Mark Stribling, 35, from Farningham, Kent, and Robert Stilwell, 33, from Dartford, appeared at Medway Magistrates' Court to face charges under Section 25 (1) of the Immigration Act 1971.
They were ordered to stay in custody until the next hearing, at Maidstone Crown Court on June 27.
Two children and a woman were among the group of 18 Albanians aboard the rigid-hulled inflatable boat which began to sink off Dymchurch, Kent, on Saturday night.
Two children were among a group of 18 Albanians and two British people rescued from the English Channel after their inflatable boat began to sink.
The UK Coastguard received a call for assistance just off the coast of Dymchurch in Kent at 11.40pm on Saturday. A search-and-rescue helicopter was deployed as well as lifeboats and coastguard rescue teams.
The rhib (rigid-hulled inflatable boat), with 20 people on board, was found at 2am and the matter was handed over to Border Force.
It has been reported the people on board had alerted their families in Calais, who raised the alarm with the French authorities.
The incident has sparked fears that tragedies seen in Greece or Italy will start to occur in the Channel.
President of the French coastguard, Bernard Barron, told Sky News: "It's starting to become a very similar situation to that seen in the Mediterranean and my biggest fear is that the same kind of tragedies we see in Greece or Italy will start to repeat in the Channel."
He added that smugglers had found a new way of bringing migrants into the country after it had become "virtually impossible" for them to enter via the Channel Tunnel or on ferries.
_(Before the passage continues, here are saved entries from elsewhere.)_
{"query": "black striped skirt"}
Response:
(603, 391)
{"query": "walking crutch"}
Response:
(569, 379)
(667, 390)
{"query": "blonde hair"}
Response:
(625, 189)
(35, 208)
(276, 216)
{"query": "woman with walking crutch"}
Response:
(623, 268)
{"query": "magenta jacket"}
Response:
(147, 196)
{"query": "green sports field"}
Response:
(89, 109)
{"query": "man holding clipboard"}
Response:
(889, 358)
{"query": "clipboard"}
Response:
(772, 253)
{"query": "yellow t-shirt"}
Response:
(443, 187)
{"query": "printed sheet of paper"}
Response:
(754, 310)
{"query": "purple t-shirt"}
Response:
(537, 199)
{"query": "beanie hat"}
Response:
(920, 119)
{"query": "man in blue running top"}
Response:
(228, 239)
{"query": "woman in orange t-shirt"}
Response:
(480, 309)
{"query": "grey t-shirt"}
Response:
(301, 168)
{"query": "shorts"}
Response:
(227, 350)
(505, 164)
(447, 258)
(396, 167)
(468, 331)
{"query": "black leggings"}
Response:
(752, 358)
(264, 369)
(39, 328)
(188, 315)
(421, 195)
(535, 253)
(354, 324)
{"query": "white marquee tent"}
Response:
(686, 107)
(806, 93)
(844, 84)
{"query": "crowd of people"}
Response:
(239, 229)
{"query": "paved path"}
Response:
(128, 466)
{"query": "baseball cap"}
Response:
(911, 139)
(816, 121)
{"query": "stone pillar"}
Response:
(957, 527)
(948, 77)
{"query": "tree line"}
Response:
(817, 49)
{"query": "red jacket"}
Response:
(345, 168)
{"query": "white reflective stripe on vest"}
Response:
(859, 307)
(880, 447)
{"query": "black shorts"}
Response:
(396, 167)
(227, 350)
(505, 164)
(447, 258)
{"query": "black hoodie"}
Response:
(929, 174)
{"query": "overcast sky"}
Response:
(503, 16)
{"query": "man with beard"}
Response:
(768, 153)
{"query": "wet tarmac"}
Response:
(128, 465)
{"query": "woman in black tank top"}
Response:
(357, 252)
"They operate across the length of both the French and Belgian coastlines, between Ostend and into Normandy, finding new positions from where they can send their clients - the migrants - towards England."
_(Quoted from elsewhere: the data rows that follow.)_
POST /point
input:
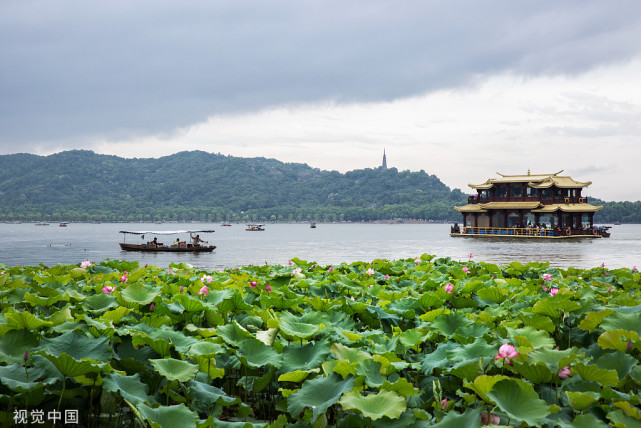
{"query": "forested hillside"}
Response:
(81, 185)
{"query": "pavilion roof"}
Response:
(537, 181)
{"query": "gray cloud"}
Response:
(73, 70)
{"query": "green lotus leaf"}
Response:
(305, 357)
(592, 319)
(581, 400)
(295, 376)
(208, 349)
(374, 406)
(372, 371)
(619, 361)
(593, 373)
(70, 367)
(471, 418)
(35, 300)
(298, 329)
(14, 377)
(255, 353)
(350, 354)
(129, 387)
(208, 365)
(620, 419)
(62, 316)
(99, 303)
(233, 334)
(438, 358)
(519, 401)
(78, 346)
(402, 387)
(173, 369)
(139, 294)
(484, 384)
(536, 373)
(204, 396)
(448, 324)
(429, 300)
(412, 337)
(551, 308)
(318, 394)
(172, 416)
(180, 340)
(617, 339)
(25, 320)
(583, 421)
(531, 337)
(622, 321)
(14, 344)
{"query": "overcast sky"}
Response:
(459, 89)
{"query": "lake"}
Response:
(28, 244)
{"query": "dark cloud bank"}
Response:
(72, 70)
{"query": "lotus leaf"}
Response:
(519, 400)
(129, 387)
(172, 416)
(319, 394)
(374, 406)
(173, 369)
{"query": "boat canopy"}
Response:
(164, 232)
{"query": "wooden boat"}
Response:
(176, 247)
(532, 206)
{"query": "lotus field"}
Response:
(407, 343)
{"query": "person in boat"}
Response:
(196, 239)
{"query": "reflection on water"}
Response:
(26, 244)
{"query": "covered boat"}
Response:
(177, 246)
(529, 206)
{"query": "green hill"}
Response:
(81, 185)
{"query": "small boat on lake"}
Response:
(176, 247)
(541, 206)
Mr Barron said that even though the smugglers were being given large sums of money, there were not providing suitable transport for a "sea filled with danger, with strong currents, storms and heavy traffic of larger vessels".
A Home Office spokesman confirmed woman and two children were aboard the boat that was rescued on Saturday.
He added that a second vessel, believed to be linked to the inflatable that got into trouble, was discovered on the beach at Dymchurch.
The spokesman said: "A total of 20 people were picked up in a search and rescue operation. 18 were Albanian, and two were British. There was one woman, and two minors.
"They were taken to Dover and are currently being interviewed by Border Force officers."
Councillor Mary Lawes, Ukip group leader on Shepway District Council, said she was concerned for the security of the region as well as the safety of migrants seeking to cross the Channel in unsafe boats.
She said: "We are not doing enough to control our coastline, the Government has to address border controls, something has to be done to protect these people from harm and our borders."
David Monk, Conservative leader of the local authority, said he believed high levels of surveillance in the English Channel would mean most boats crossing the channel would be identified.
He added: "I am pretty sure our security is good. I cannot recall a previous incident but this should act as a warning to the authorities to be even more vigilant."
The incident comes after 17 suspected Albanian migrants and a British man wanted on suspicion of murder in Spain were detained after a catamaran arrived at Chichester Marina in West Sussex on Tuesday.
The 55-year-old man, who was the subject of a European Arrest Warrant, was also detained on suspicion of facilitating illegal immigration while the 17 Albanian men were held on suspicion of entering the UK illegally.
The Albanians have been detained pending Home Office consideration of their cases. Also last month, two Iranian men were found floating in an ill-equipped dinghy in the English Channel.
The National Crime Agency recently revealed migrants trying to reach the UK are paying smuggling gangs up to £13,500 for their journey.